Banner’s heavyweight message to George Eustice is one of a series of three granite full stop sculptures. This afternoon the remaining two, in the fonts Peanuts and Orator, are being loaded onto the Greenpeace ship Esperanza which is moored by Tower Bridge. From here they will be taken to the Dogger Bank MPA and will then be deposited into the water as part of an underwater boulder barrier. This submerged granite wall has been developed by Greenpeace to render an area of almost 50 sq. miles off-limits to destructive bottom trawling. Both Banner and Greenpeace pledge to remove the sculptures and all the boulders if the government makes “a credible commitment to immediately ban industrial fishing from the Dogger Bank and all of the UK’s offshore MPAs".
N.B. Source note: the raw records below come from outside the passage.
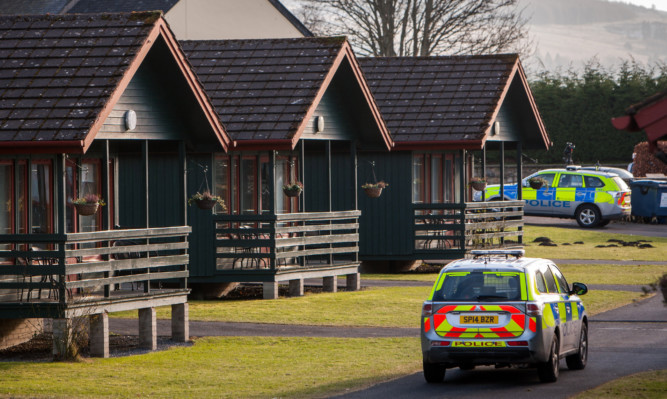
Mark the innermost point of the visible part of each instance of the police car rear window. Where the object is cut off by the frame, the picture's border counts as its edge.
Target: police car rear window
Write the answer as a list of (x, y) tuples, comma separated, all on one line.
[(593, 182), (621, 183), (482, 286)]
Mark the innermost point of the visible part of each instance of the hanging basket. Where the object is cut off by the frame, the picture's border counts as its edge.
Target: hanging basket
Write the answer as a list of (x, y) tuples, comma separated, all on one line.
[(206, 203), (478, 185), (87, 209), (292, 192), (373, 192)]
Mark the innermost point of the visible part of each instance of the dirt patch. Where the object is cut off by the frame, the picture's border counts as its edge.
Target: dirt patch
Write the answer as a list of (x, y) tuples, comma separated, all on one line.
[(39, 349)]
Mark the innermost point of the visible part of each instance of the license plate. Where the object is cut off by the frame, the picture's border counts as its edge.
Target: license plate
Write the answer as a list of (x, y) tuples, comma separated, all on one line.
[(478, 320), (478, 344)]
"When language is used in a duplicitous way and words stop meaning things, then democracy dies" The artist Fiona Banner
Using her sculpture as a means for direct action marks a new departure for Banner. The giant sculptural full stops she has been making for over two decades are usually to be found in museums, galleries and official public spaces. There are five on the plaza overlooking the River Thames outside London's County Hall. But lockdown and the recent political climate have resulted in what she describes as “a shift in currency” with her sculptures, which are now being deployed as agents for change. “My work is politically charged and now I’m charging it in a different way,” she says. “The pandemic has made us more alert to the precariousness of nature at a time when words like 'crisis' and 'emergency' have been repeated to the point of diluting their urgency. This work is a message. It uses big, physical, absurd language to create obstacle and a call to stop, reconsider and act.” Banner adds that she sees the work as an especially appropriate symbol for our post-truth, fake news era. “It’s the most simple gesture I could make. Where do we go when the words that we use cease to be charged in the way that we want them to be?”
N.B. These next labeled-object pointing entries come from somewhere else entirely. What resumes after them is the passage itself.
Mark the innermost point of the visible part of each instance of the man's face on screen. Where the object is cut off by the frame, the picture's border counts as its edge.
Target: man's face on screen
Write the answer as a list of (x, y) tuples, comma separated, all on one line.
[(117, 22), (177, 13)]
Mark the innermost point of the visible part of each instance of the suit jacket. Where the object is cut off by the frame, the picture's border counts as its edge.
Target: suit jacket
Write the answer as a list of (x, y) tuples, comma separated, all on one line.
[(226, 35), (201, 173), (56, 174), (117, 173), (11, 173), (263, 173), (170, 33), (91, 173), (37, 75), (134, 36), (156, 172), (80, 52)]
The sheer weight of the work means that, despite the police demanding its immediate removal, it is likely that the sculpture will be remaining outside DEFRA for some time. And that’s fine as far as Banner is concerned. “It is an extremely heavy item and it will probably need a crane to move it” she says, adding that “we’re all fed up with the puffed up, slippery rhetoric of the government. I’d be happy if Klang remains as a reminder that when language is used in a duplicitous way and words stop meaning things, then democracy dies”.